Verão julho

Jatene deixou mesmo um rombo de 1,5 bilhão de reais?

Lúcio Flávio Pinto - 18/08/2019

No cargo, o economista Simão Jatene se reelegeu governador do Pará, em 2014, pelo PSDB. Só conseguiu vencer no 2º turno, depois de perder no 1º turno para Helder Barbalho, do MDB. Como não poderia disputar um novo mandato em 2018, Jatene adotou uma tática, também usada pelos políticos que chefiam o poder executivo (nos três níveis federativos): estocou dinheiro para concentrar os gastos no ano da nova eleição, 2018 – indiretamente, comprando votos. Só que agiu de forma imoral e ilegal, escondendo o dinheiro retido entre 2015 e 2017.

 

“Ele não gastou com as necessidades básicas primordiais do Estado, como saúde, educação, segurança pública, entre outros. É como se ele tivesse escondido o dinheiro debaixo do colchão, já que não contabilizou essa quantia”, disse o atual secretário da Fazenda do Estado, René Oliveira Souza Júnior, em entrevista publicada na edição de hoje do Diário do Pará, jornal do governador Helder Barbalho, do senador Jader Barbalho e da deputada federal Elcione Barbalho.

 

Como o dinheiro escondido não foi contabilizado, enquanto era acumulado, ao entrar nas despesas e investimentos do ano passado, sem a cobertura de receita equivalente, criou um rombo fiscal de mais de um bilhão e meio de reais (R$ 1,54 bilhão, para ser mais exato). Por causa desse procedimento, que é crime administrativo, o Pará está sendo ameaçado pelo governo federal de cair na classificação dos Estados com déficit fiscal (que somam 17 atualmente) para a condição de mau pagador, perdendo a garantia do tesouro nacional para suas operações de crédito, mesmo com uma grande capacidade de endividamento.

 

Desde que assumiu a Sefa, o secretário, mineiro de origem, faz essa gravíssima denúncia. Mas não prova. Não se trata de qualquer colchão escondendo a grana. Para debaixo dele, foram, em média, R$ 500 milhões ao ano.

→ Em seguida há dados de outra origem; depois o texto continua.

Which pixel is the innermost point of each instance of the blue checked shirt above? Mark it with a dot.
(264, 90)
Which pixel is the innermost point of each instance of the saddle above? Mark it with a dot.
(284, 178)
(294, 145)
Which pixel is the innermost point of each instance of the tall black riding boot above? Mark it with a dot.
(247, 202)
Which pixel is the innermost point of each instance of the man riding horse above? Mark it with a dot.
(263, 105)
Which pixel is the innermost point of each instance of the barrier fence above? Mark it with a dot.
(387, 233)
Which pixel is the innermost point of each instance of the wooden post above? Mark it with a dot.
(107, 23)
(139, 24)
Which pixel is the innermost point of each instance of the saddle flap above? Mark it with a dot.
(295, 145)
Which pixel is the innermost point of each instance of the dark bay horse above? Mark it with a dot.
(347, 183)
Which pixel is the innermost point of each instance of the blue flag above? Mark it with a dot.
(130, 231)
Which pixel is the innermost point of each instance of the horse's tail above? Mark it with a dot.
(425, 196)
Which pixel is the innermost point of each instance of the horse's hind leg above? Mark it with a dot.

O primeiro mistério é com o sumidouro desse dinheiro. Como ele foi desviado? Para onde? O segundo é com o seu ingresso nas contas públicas: como ele foi lançado? Através de despesas superfaturadas? Em obras não executadas? Qualquer que tenha sido o procedimento, a operação deixou rastros? Onde eles estão?

 

Naturalmente, esse crime administrativo foi apurado em auditagem e perícia, com um relatório conclusivo. Sem apresentá-lo à sociedade, o que o secretário vai conseguir com a reiteração da denúncia é assustar o distinto público – seja pela ousadia criminosa do governo anterior como pelo procedimento leviano do atual. Portanto, as provas na mesa para o esclarecimento de todos e a eliminação no temor de que o Pará não tem mesmo mais jeito.